Negara-negara G20 Didesak Bahas Isu Perlindungan Pekerja Migran
Ada jutaan pekerja migran di seluruh dunia yang kehilangan sumber penghidupan akibat pandemi Covid-19. Negara-negara G20 didesak membahas dan mengambil langkah nyata terkait perlindungan pekerja migran.
Oleh
PANDU WIYOGA
·3 menit baca
BATAM, KOMPAS — Kelompok masyarakat sipil menyatakan, isu perlindungan pekerja migran perlu menjadi pembahasan dalam pertemuan menteri ketenagakerjaan negara-negara G20 yang akan diselenggarakan di Bali pada 14 September 2022. Presidensi G20 Indonesia 2022 diharapkan mampu mengadvokasi persoalan tersebut.
Direktur Eksekutif Migrant Care Wahyu Susilo, Rabu (31/8/2022), menilai, isu pekerja migran belum mendapat pembahasan yang serius dalam lima kali pertemuan Kelompok Kerja Bidang Ketenagakerjaan G20. Hal ini ironis mengingat presidensi G20 Indonesia mengusung misi bangkit bersama seusai pandemi Covid-19.
”Pekerja migran merupakan kelompok yang paling terdampak pandemi. Mereka juga kelompok pertama yang merasakan kecamuk wabah di luar negeri, ketika pada saat yang sama (pemerintah) kita masih bercanda soal pandemi,” kata Wahyu dalam diskusi daring Menuju Pertemuan Menteri Ketenagakerjaan Negara-negara G20 (Labour Employment Ministerial Meeting G20).
Pandemi yang berkecamuk di seluruh dunia membuat ratusan ribu pekerja migran Indonesia kehilangan pekerjaan. Namun, setelah pulang ke Tanah Air, mereka tidak mendapat akses bantuan sosial, misalnya subsidi upah.
Menurut Wahyu, pembahasan isu perlindungan pekerja migran juga perlu didorong karena angka perdagangan orang semakin meningkat sejak pandemi Covid-19 melanda. Kementerian Luar Negeri sebelumnya menyatakan pengaduan kasus perdagangan orang meningkat dua kali lipat.

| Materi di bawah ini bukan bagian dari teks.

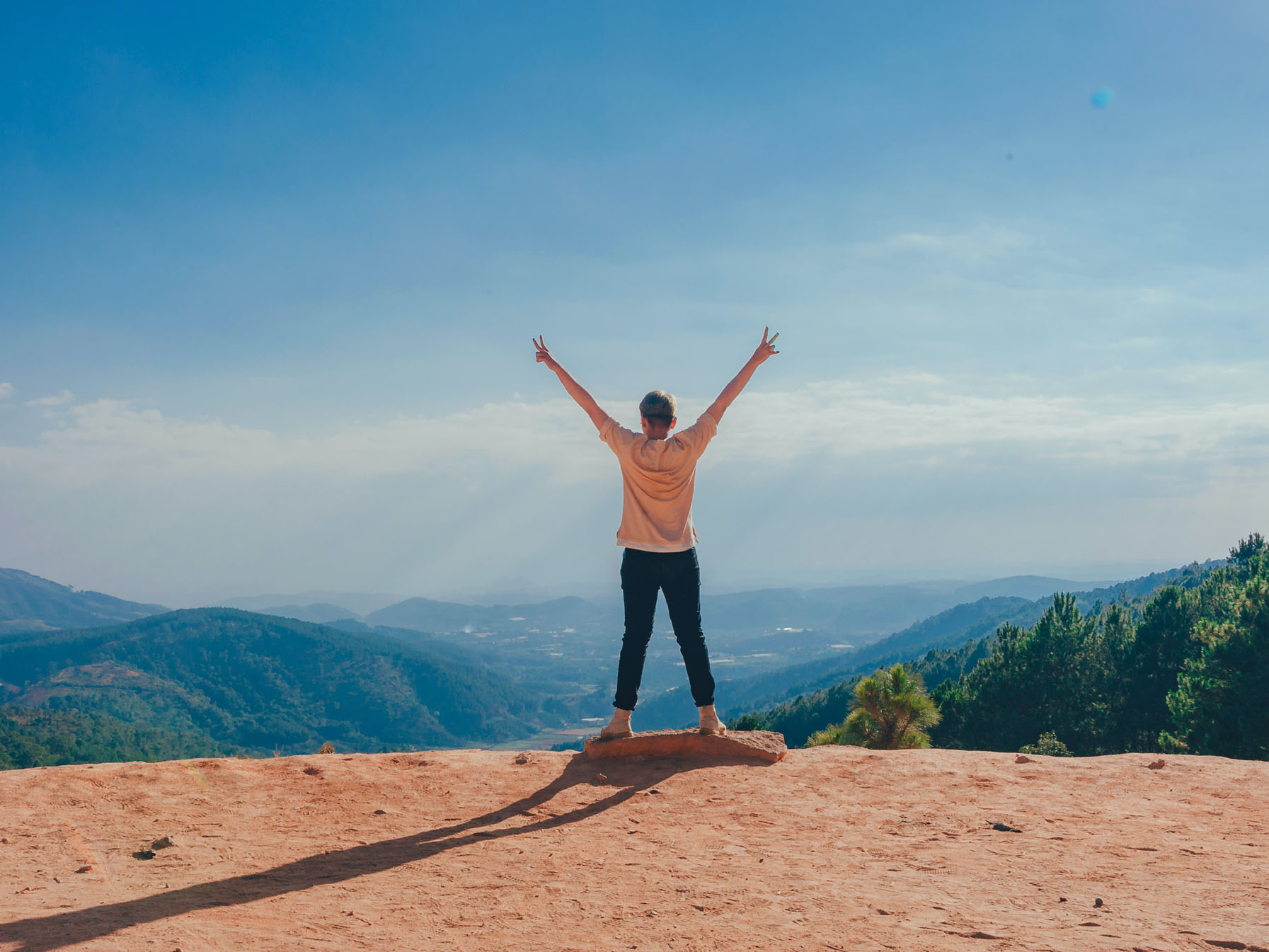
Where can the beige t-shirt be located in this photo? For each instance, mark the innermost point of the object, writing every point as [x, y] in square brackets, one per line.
[658, 478]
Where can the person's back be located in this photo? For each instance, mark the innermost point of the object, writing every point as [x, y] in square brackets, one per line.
[658, 483]
[656, 531]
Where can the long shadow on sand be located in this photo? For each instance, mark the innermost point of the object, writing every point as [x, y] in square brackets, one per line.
[52, 932]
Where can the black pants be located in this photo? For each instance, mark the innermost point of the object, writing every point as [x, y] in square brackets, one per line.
[678, 575]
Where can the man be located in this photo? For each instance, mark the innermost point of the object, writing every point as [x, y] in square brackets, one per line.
[659, 475]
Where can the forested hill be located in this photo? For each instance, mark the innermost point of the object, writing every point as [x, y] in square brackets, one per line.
[950, 630]
[32, 603]
[257, 683]
[1181, 668]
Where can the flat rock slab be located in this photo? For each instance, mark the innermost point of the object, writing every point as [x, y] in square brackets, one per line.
[754, 745]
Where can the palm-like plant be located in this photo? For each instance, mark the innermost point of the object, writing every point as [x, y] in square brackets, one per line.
[890, 711]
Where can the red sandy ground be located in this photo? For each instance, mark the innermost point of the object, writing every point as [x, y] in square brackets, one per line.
[834, 848]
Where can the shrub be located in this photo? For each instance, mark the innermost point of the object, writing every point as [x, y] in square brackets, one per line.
[1047, 745]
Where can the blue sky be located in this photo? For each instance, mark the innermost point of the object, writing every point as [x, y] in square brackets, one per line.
[268, 277]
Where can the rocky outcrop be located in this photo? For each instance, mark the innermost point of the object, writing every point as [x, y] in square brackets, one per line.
[754, 745]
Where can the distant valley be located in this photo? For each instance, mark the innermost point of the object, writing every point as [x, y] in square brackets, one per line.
[291, 675]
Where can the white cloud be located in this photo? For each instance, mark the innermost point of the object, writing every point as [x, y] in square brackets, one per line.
[900, 413]
[832, 478]
[54, 400]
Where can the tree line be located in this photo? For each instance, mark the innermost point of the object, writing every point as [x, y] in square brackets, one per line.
[1181, 672]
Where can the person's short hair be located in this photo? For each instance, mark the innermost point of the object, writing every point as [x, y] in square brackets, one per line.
[659, 406]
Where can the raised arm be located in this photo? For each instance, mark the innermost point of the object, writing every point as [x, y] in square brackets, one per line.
[575, 390]
[737, 384]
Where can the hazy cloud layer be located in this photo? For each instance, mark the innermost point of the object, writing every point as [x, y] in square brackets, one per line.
[817, 483]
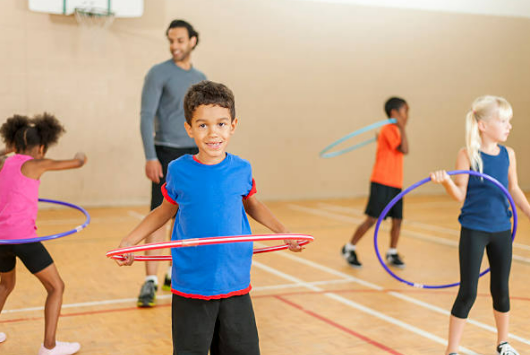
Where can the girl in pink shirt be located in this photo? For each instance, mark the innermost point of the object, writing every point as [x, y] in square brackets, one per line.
[29, 139]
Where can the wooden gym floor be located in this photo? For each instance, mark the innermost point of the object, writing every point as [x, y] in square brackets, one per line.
[311, 303]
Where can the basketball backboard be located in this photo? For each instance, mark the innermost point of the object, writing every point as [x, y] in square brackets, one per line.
[120, 8]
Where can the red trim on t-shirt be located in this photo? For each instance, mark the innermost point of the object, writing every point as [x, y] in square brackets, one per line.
[166, 195]
[253, 190]
[214, 297]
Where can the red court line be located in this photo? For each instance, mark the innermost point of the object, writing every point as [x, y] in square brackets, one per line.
[338, 326]
[300, 293]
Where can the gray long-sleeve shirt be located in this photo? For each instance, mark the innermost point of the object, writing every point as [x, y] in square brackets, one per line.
[162, 107]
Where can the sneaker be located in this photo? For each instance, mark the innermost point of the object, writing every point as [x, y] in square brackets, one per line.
[351, 257]
[167, 283]
[147, 295]
[395, 260]
[506, 349]
[61, 348]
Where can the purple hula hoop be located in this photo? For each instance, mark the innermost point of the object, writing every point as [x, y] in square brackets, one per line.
[54, 236]
[414, 186]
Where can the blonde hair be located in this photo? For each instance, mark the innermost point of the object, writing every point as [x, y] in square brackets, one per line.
[484, 108]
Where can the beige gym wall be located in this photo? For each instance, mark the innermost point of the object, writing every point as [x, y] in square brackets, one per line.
[304, 74]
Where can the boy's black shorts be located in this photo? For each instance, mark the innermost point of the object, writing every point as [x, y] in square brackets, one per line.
[166, 155]
[225, 327]
[380, 196]
[33, 255]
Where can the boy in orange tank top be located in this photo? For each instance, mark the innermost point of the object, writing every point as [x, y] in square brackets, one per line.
[386, 183]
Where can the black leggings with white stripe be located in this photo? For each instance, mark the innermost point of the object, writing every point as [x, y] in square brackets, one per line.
[471, 249]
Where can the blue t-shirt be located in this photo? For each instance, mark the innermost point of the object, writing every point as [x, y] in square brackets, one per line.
[486, 207]
[210, 200]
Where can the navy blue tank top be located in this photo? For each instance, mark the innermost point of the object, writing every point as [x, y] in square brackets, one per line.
[486, 208]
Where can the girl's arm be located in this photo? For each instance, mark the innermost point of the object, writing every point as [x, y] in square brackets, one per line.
[263, 215]
[6, 151]
[36, 167]
[456, 189]
[513, 185]
[153, 221]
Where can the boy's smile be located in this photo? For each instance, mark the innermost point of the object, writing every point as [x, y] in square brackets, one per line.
[211, 128]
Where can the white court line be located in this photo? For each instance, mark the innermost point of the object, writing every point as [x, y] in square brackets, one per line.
[167, 296]
[430, 227]
[346, 277]
[409, 233]
[360, 307]
[410, 299]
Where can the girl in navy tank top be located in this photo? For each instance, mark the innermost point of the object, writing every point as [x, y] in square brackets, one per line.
[485, 216]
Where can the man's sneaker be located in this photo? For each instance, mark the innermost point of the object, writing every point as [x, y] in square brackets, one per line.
[61, 348]
[147, 294]
[167, 283]
[351, 257]
[394, 260]
[506, 349]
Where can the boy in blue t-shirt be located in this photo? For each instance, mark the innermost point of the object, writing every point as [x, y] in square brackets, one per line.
[210, 193]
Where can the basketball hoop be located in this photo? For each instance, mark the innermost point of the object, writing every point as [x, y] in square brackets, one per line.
[93, 17]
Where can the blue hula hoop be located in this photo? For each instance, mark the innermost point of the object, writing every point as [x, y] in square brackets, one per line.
[324, 153]
[419, 183]
[53, 236]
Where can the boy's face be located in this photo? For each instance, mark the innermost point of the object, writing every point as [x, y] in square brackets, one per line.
[211, 128]
[401, 114]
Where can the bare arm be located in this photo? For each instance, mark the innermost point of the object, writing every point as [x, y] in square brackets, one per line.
[258, 211]
[6, 151]
[513, 185]
[36, 167]
[153, 221]
[457, 189]
[404, 146]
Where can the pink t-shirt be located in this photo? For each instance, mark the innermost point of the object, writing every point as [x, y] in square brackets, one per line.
[19, 196]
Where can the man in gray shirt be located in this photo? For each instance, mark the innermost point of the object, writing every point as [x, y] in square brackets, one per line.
[163, 112]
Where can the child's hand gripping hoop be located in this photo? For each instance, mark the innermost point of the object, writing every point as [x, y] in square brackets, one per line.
[324, 153]
[53, 236]
[117, 254]
[414, 186]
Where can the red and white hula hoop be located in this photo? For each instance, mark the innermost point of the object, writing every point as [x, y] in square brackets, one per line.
[117, 254]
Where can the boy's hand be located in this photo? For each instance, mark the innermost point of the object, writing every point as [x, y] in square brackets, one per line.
[400, 122]
[81, 157]
[293, 245]
[129, 258]
[439, 177]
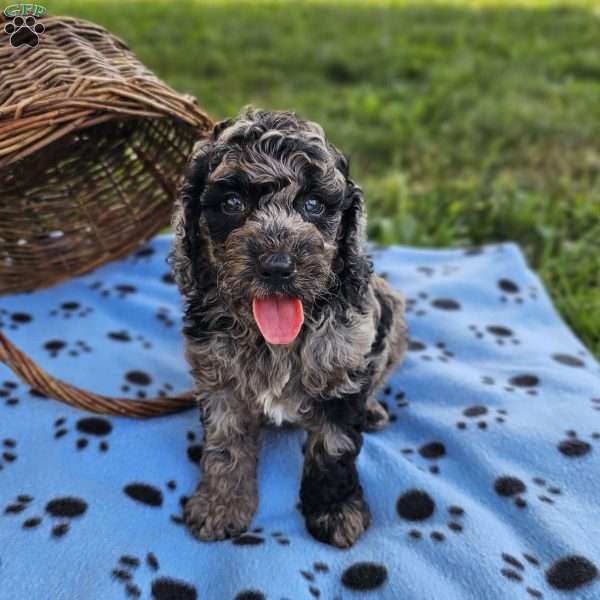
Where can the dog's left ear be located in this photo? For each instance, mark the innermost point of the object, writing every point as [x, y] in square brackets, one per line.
[353, 266]
[189, 256]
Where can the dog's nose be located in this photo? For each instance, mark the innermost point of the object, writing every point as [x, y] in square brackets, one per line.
[276, 267]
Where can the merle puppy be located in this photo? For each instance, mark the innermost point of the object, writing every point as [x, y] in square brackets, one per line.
[284, 319]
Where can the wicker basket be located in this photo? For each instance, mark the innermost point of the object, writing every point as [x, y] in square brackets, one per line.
[91, 148]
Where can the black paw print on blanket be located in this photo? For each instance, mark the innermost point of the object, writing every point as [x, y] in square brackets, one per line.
[432, 452]
[513, 488]
[140, 382]
[14, 320]
[9, 453]
[417, 507]
[89, 428]
[61, 511]
[358, 577]
[8, 391]
[568, 573]
[24, 31]
[161, 588]
[150, 496]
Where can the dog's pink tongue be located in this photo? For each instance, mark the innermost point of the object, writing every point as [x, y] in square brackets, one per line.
[279, 319]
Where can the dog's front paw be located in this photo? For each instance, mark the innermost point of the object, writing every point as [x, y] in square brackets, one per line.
[213, 516]
[340, 524]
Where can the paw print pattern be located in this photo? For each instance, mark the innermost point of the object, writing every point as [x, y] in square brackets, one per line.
[438, 351]
[98, 427]
[441, 271]
[140, 381]
[522, 382]
[414, 304]
[358, 577]
[431, 452]
[570, 360]
[574, 447]
[568, 573]
[163, 315]
[510, 487]
[57, 347]
[8, 391]
[385, 403]
[481, 415]
[168, 278]
[9, 454]
[143, 255]
[417, 506]
[499, 333]
[194, 450]
[120, 290]
[61, 511]
[24, 31]
[257, 536]
[161, 588]
[150, 496]
[510, 291]
[70, 309]
[14, 320]
[124, 337]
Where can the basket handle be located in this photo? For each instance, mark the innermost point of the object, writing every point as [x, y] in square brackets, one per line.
[26, 369]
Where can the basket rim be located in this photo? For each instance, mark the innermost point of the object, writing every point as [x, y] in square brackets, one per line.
[28, 124]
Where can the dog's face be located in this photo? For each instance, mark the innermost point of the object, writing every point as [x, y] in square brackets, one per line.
[269, 216]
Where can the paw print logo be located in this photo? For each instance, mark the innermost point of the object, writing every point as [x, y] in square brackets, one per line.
[574, 447]
[61, 511]
[161, 588]
[566, 574]
[417, 506]
[24, 31]
[481, 415]
[194, 450]
[148, 495]
[513, 488]
[431, 452]
[88, 426]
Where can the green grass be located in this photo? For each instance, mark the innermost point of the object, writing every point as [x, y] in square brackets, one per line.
[465, 123]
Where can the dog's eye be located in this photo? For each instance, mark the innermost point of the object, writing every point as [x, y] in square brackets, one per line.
[313, 207]
[233, 205]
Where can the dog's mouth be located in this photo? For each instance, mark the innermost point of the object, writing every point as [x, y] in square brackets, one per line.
[279, 318]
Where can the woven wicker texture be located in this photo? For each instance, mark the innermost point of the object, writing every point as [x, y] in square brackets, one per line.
[92, 145]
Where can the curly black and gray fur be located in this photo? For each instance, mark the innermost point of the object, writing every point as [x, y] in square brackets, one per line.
[270, 184]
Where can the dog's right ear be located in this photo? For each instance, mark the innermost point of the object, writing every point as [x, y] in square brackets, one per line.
[219, 126]
[190, 254]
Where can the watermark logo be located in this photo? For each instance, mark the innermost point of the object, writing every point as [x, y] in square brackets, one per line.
[24, 30]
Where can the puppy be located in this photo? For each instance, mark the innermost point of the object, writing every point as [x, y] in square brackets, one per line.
[284, 319]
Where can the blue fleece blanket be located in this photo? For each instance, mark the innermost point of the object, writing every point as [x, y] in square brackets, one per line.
[485, 485]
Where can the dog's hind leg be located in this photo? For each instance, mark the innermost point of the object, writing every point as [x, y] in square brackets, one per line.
[227, 496]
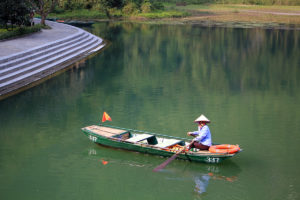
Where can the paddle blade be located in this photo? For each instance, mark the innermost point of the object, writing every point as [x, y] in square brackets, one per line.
[105, 117]
[164, 164]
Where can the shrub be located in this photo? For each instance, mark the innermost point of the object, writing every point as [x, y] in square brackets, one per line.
[130, 8]
[114, 12]
[146, 7]
[19, 32]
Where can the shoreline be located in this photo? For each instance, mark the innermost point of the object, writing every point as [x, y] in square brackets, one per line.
[217, 15]
[32, 59]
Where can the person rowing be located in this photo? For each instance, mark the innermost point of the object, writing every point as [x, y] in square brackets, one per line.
[202, 138]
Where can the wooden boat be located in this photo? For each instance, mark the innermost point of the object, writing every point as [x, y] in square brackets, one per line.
[151, 143]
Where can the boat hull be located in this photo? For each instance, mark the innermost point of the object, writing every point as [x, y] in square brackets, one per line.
[143, 148]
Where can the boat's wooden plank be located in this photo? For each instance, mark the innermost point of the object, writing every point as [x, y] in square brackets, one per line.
[105, 131]
[167, 142]
[139, 138]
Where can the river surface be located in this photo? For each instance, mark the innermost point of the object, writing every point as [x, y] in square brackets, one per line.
[160, 78]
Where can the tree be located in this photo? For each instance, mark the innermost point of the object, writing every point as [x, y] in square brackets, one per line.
[15, 12]
[43, 8]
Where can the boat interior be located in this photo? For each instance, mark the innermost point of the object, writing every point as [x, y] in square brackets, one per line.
[136, 138]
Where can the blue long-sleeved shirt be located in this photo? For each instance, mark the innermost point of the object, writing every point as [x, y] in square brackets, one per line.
[203, 135]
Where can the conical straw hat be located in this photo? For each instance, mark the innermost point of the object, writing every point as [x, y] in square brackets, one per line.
[202, 118]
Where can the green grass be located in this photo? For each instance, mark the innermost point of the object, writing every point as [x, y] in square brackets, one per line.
[79, 14]
[18, 31]
[163, 14]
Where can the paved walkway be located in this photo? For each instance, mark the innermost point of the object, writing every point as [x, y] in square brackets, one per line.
[58, 31]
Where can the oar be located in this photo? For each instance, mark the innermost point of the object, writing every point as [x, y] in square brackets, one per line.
[162, 165]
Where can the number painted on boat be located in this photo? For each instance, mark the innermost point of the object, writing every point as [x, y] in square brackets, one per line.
[93, 138]
[213, 160]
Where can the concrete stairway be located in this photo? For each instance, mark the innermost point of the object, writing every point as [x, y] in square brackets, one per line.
[24, 68]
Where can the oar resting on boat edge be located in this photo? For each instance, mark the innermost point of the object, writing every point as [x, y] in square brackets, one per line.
[164, 164]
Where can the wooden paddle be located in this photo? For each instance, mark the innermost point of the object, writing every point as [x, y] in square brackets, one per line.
[164, 164]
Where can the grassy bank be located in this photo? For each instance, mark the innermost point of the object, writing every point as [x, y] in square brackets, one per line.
[18, 31]
[276, 15]
[84, 14]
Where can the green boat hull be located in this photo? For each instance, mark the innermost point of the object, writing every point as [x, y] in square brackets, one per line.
[143, 148]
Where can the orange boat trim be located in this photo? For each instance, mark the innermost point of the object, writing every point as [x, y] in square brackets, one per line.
[224, 148]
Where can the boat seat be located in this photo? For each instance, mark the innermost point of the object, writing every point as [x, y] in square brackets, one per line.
[169, 142]
[141, 137]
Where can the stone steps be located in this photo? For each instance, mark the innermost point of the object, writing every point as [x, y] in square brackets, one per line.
[27, 67]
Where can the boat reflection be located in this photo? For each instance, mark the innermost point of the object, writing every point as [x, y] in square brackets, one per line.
[200, 175]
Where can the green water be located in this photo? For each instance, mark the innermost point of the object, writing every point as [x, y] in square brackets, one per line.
[160, 78]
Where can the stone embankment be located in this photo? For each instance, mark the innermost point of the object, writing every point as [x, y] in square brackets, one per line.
[26, 60]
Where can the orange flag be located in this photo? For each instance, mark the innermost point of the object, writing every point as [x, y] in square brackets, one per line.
[105, 117]
[104, 162]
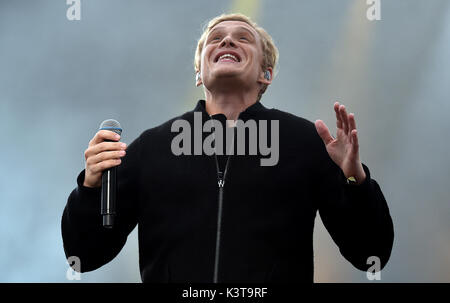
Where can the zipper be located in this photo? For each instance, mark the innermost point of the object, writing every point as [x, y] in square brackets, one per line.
[221, 183]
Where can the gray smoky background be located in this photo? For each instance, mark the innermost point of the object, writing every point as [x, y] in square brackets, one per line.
[133, 61]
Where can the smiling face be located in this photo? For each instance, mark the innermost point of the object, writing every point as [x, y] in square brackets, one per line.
[232, 54]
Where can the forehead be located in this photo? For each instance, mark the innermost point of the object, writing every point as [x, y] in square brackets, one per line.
[234, 25]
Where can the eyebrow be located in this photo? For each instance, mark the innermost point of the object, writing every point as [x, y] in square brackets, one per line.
[240, 27]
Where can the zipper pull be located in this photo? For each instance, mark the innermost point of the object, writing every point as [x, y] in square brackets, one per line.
[220, 180]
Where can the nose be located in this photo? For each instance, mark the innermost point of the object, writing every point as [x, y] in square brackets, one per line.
[227, 41]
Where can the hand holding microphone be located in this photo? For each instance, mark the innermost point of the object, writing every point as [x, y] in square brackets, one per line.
[102, 156]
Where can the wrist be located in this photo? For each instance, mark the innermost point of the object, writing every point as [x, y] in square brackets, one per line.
[357, 177]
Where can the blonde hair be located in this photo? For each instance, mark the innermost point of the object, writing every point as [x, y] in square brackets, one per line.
[269, 50]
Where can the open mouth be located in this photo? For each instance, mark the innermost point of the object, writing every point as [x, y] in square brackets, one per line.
[227, 57]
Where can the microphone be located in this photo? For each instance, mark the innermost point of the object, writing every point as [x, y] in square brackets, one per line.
[109, 180]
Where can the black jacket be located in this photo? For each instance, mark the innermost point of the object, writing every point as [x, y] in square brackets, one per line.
[263, 230]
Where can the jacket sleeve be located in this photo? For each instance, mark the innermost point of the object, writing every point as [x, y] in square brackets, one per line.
[356, 216]
[81, 225]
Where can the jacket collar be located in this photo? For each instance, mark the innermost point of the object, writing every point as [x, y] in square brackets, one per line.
[249, 111]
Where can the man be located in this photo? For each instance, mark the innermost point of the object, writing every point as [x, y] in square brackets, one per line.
[227, 218]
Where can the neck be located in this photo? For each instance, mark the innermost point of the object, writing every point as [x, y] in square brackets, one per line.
[231, 104]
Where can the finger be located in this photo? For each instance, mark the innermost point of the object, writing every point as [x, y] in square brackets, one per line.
[344, 118]
[351, 122]
[103, 156]
[323, 132]
[104, 146]
[103, 135]
[355, 144]
[101, 166]
[338, 116]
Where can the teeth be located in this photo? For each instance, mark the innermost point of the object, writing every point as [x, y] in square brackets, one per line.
[229, 56]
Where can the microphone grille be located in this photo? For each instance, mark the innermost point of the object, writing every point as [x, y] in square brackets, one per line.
[111, 125]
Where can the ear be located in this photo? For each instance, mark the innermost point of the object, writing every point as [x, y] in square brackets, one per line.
[263, 79]
[198, 79]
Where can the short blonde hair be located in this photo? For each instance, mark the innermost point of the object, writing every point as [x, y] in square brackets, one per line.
[269, 50]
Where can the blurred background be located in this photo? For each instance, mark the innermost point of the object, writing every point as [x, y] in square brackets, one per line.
[133, 61]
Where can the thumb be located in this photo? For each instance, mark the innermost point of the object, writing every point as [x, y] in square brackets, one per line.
[323, 132]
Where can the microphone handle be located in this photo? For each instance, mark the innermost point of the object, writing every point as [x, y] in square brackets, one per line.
[108, 204]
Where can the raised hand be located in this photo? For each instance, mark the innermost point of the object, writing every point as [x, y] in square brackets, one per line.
[344, 149]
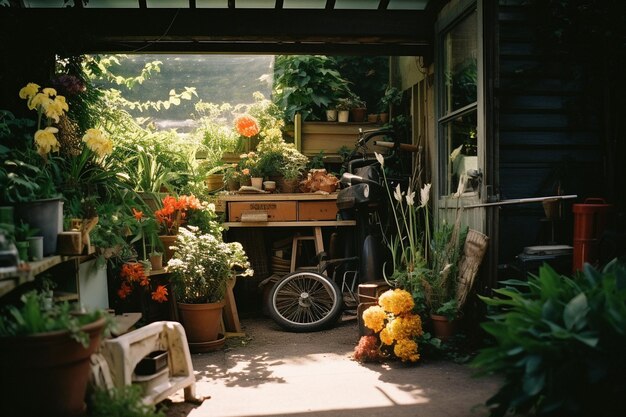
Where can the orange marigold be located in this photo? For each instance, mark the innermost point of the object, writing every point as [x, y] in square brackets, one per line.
[374, 318]
[396, 301]
[246, 126]
[160, 294]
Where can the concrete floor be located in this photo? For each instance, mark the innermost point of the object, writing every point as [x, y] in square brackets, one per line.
[275, 373]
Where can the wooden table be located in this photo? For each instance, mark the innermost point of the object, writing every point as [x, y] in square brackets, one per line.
[284, 210]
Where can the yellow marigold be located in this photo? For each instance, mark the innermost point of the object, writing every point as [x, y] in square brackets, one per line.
[29, 90]
[396, 301]
[405, 326]
[386, 337]
[406, 350]
[39, 99]
[246, 126]
[49, 91]
[97, 142]
[374, 318]
[46, 141]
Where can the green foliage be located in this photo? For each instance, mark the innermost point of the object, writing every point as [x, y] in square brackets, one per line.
[125, 401]
[559, 343]
[202, 264]
[37, 314]
[307, 84]
[368, 75]
[391, 97]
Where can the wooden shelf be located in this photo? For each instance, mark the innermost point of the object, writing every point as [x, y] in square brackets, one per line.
[312, 223]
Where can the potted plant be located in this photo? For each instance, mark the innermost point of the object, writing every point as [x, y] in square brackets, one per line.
[391, 97]
[231, 177]
[200, 269]
[358, 109]
[46, 348]
[343, 110]
[171, 216]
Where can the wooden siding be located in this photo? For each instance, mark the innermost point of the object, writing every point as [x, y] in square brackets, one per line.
[544, 126]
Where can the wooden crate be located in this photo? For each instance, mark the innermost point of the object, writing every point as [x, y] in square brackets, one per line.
[275, 210]
[317, 210]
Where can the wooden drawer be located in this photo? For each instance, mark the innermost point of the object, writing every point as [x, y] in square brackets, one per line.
[317, 210]
[277, 211]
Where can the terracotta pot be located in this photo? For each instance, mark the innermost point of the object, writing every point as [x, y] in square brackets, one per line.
[358, 114]
[46, 374]
[167, 241]
[443, 328]
[214, 182]
[201, 321]
[232, 184]
[257, 182]
[288, 186]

Salah satu kasus terbaru perdagangan orang adalah penipuan kerja ke Kamboja yang terungkap pada awal Juli 2022. Dari catatan Kompas, lebih dari 240 warga negara Indonesia (WNI) menjadi korban kerja paksa di Kamboja.
”Kalau persoalan human trafficking tidak menjadi perhatian global, maka ini akan memperumit krisis kemanusiaan di Indonesia,” ujar Wahyu.
Akivis hak pekerja migran dan anti-perdagangan orang, Andy Hall, mengatakan, sekitar 400 WNI juga menjadi korban perbudakan modern di Inggris. Para WNI itu dipekerjakan sebagai pekerja musiman sektor pertanian.
Para WNI itu terjerat utang masing-masing sekitar Rp 86,3 juta kepada perusahaan penyalur untuk mengganti biaya keberangkatan. Sebelumnya, mereka dijanjikan kontrak kerja selama dua tahun, tetapi nyatanya hanya dikontrak selama enam bulan.
Kasus itu secara khusus disoroti oleh Hall karena Indonesia dan Inggris merupakan anggota G20 yang sama-sama memiliki komitmen terhadap ethical recruitment (perekrutan etis) pekerja migran. Namun, dalam implementasinya, komitmen tersebut belum dijalankan secara serius.
”Kasus ini menunjukkan kegagalan sistemik dua negara anggota G20 untuk mengatur alur migrasi pekerja,” ucap Hall.
Associate Professor Hubungan Internasional Binus University Dinna Prapto Raharja menambahkan, tanggung jawab perlindungan pekerja migran ada di tangan sejumlah negara terkait, baik itu negara asal, transit, maupun penerima.
Apalagi, negara-negara maju butuh tenaga kerja dari negara berkembang. Tanpa pekerja migran, perekonomian negara maju tidak akan mampu bertumbuh.
Pandemi yang berkecamuk di seluruh dunia membuat ratusan ribu pekerja migran Indonesia kehilangan pekerjaan.
Adapun Ketua Aliansi Migran Internasional Eni Lestari berharap pertemuan negara-negara G20 di Bali nanti dapat melahirkan reformasi kebijakan yang implementasinya bermanfaat bagi pekerja migran. Oleh karena itu, negara-negara G20 didorong membahas masalah-masalah yang nyata, seperti jaminan sosial bagi pekerja migran dan mekanisme penanganan kasus lintas negara.
”Jangan sampai (pertemuan) G20 ini hanya seperti pertemuan-pertemuan besar sebelumnya yang no action talk only, banyak omong tetapi tidak ada buktinya,” kata Eni.